Show me any piece of security technology on this planet and tell me it's bullet-proof and I'll call you a liar. No matter how good the product, glitches happen. So it's sad when vendors try to downplay their own glitches.
Feeling as I do, I wanted to take a moment and give Sophos credit for doing it right.
Earlier this week, Sophos customers reported detections of Shh/Updater-B, indicating an attack was under way. Sophos issues a fix, then did something more: Admitted the problem in a headline in its Naked Security blog.
"Sophos would like to reassure users that these are false positives and are not a malware outbreak, and apologizes for any inconvenience," the company said in its post.
More background on the glitch was reported by my colleagues at Network World:
Although Sophos issued a corrective update, the security firm said today it's conducting a "full investigation" to determine how this all happened and to ensure it doesn't happen again, and expects to provide more information shortly about the issue. In its advisory, Sophos notes that "symptoms" of the effects of the faulty update on customer endpoints would include a number of things, such as:
- Any virus detections of the malware 'Shh'
- Sophos Autoupdate not updating correctly
Sophos added that other product update mechanisms may not be functioning correctly as well, and visually it may appear that the "Sophos Shield may disappear."
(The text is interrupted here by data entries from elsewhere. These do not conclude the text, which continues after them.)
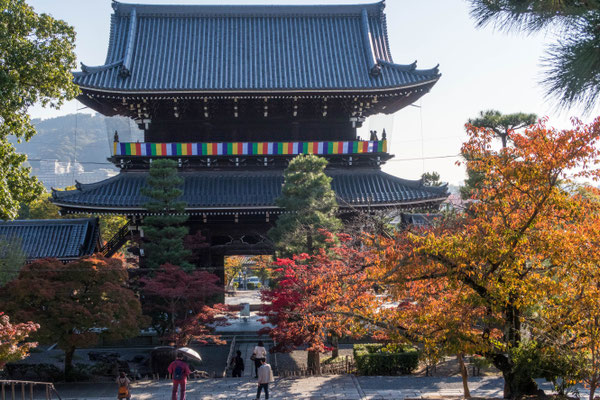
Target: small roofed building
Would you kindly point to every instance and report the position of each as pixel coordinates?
(233, 93)
(63, 239)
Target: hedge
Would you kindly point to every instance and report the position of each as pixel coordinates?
(375, 359)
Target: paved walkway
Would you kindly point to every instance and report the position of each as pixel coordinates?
(338, 387)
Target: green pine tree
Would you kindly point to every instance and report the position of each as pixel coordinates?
(502, 125)
(572, 63)
(310, 204)
(164, 231)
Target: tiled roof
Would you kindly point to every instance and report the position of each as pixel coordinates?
(247, 190)
(249, 48)
(54, 238)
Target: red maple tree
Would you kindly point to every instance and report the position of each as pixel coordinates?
(180, 304)
(309, 304)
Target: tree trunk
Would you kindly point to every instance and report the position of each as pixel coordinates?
(69, 362)
(335, 343)
(314, 362)
(514, 385)
(309, 243)
(465, 376)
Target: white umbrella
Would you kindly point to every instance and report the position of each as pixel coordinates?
(190, 353)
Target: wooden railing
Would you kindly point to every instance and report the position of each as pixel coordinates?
(115, 243)
(14, 390)
(346, 366)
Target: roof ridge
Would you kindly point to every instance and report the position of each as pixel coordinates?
(62, 221)
(410, 67)
(124, 9)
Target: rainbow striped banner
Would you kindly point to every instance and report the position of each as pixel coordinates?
(247, 148)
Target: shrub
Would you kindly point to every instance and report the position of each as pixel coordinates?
(379, 359)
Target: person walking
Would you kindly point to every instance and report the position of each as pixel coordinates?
(179, 371)
(258, 354)
(238, 365)
(123, 384)
(265, 376)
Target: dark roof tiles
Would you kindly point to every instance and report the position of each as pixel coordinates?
(62, 238)
(249, 48)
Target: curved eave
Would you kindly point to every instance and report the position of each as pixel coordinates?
(263, 92)
(343, 208)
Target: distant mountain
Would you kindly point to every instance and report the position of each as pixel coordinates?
(75, 147)
(82, 137)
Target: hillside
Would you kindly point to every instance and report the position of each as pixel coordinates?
(82, 137)
(75, 147)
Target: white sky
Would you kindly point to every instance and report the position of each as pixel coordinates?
(481, 69)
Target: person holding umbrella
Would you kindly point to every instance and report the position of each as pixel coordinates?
(179, 371)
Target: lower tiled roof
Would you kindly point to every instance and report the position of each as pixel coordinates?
(247, 190)
(54, 238)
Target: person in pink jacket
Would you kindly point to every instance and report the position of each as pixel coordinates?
(179, 371)
(265, 376)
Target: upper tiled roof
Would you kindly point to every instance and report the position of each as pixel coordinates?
(247, 190)
(168, 48)
(54, 238)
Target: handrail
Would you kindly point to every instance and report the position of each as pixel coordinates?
(229, 356)
(13, 387)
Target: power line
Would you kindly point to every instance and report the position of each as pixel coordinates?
(425, 158)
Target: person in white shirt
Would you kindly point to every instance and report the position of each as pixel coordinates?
(265, 376)
(259, 353)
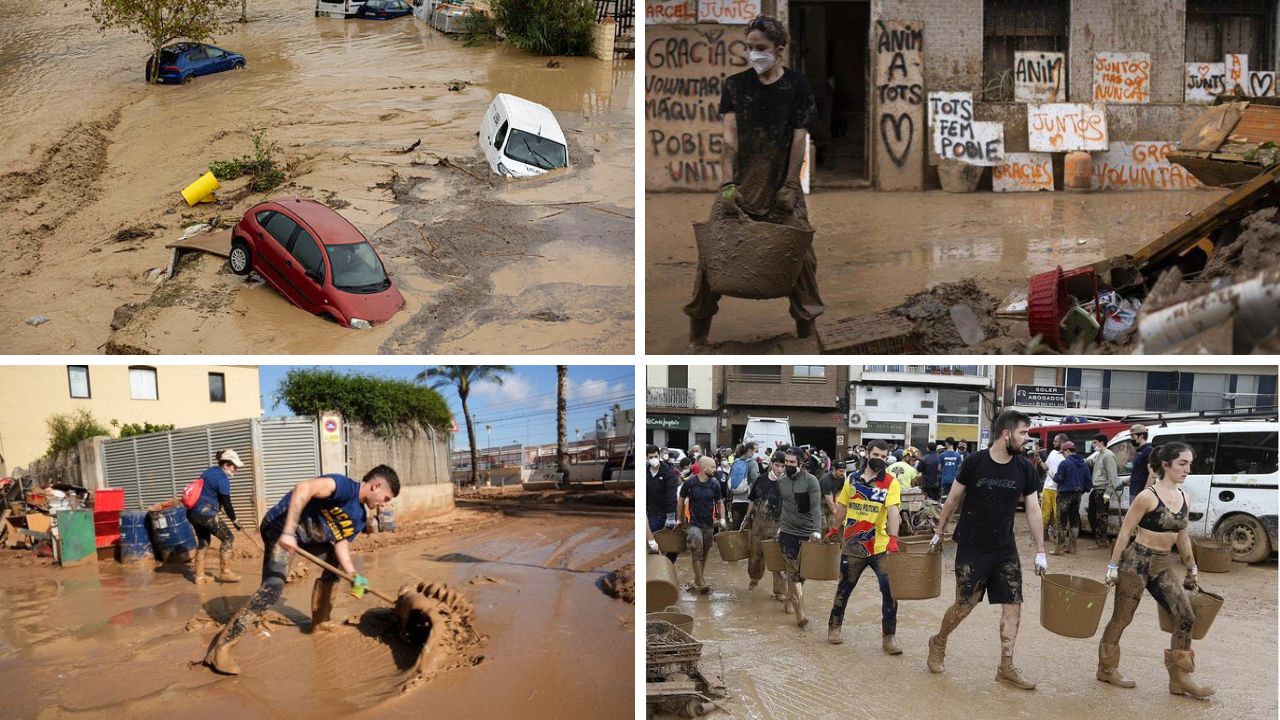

Another impact would be that the console for the Sophos anti-virus software may be issuing reports on malware called Shh/Update-B. But this represents a false positive and is not an actual outbreak, Sophos states.
This is a good example of how a vendor should handle incident response. Sophos isn't the only vendor to do it this way. But since some vendors downplay their own problems, I like to highlight the folks who get it right.